Blaine’s first brewery, Atwood Ales, is coming up on its one-year anniversary and it’s been a big year for the little brewery.

About a year ago, Josh and Monica Smith, along with Josh’s parents and son, were preparing the brewery for health department inspections. On March 18, they brewed their first batch, an oyster stout. Soon after, they were selling beer at Drayton Harbor Oyster Co. and the Bellingham Farmers Market.

Now, Atwood Ales beer is available at about 30 locations from Blaine to Seattle.

Joshua Smith of Atwood Ales. Photo by Steve Guntli.

“It’s been exciting and fun,” said Monica, who directs sales and marketing at the brewery. “We’re moving right along and our beers have gotten a really good reception.”

The Smiths have plans to keep growing, but ultimately their farmhouse brewery will stay small. One of their long-term goals is to grow and produce all their ingredients on the land surrounding their brewery, on Sweet Road outside Blaine.

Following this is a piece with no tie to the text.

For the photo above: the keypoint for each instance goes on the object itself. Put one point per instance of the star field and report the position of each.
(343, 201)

Atwood Ales has included at least some “estate” ingredients since day one.

“We don’t ever want to be huge anyway,” Josh said. “We want to maintain our smallness and our ability to adapt, expand, experiment and create more of a niche, artisan product while still hopefully making a living.”

Josh, the head brewer, is inspired by the farmhouse tradition of brewing, developed in Belgium, France and Germany, in which brewers use mostly homegrown ingredients and brew on a small scale.

The farmhouse brewing philosophy also includes using what’s on hand, which often includes a wild card ingredient or two. And consistency isn’t prized the way it is elsewhere in the brewing world.

Atwood Ales’ saison beer – a French farmhouse ale – changes each time it’s produced. If you find a Mo’s Saison by Atwood Ales on the shelves now, it’s probably brewed with rosemary and sage and Tettnang hops grown at the Atwood estate.

For the Brewery’s anniversary, it’s releasing a Mo’s Saison that includes Brettanomyces – a yeast that’s traditional in farmhouse ales but rarely used in modern brewing. It adds “barnyard” or “fruity” flavors, Josh said.

Despite its growth, Atwood Ales still doesn’t have a taphouse, but Monica said they hope to open one in Blaine by next year. The company had opportunities to move to Ferndale, but is committed to Blaine, Monica said.

“Drayton Harbor Oyster Co. is doing a great job bringing awareness to what Blaine has and we’re hoping to be a part of it,” she said. “We really want to be in Blaine. We just want to see Blaine come alive again.”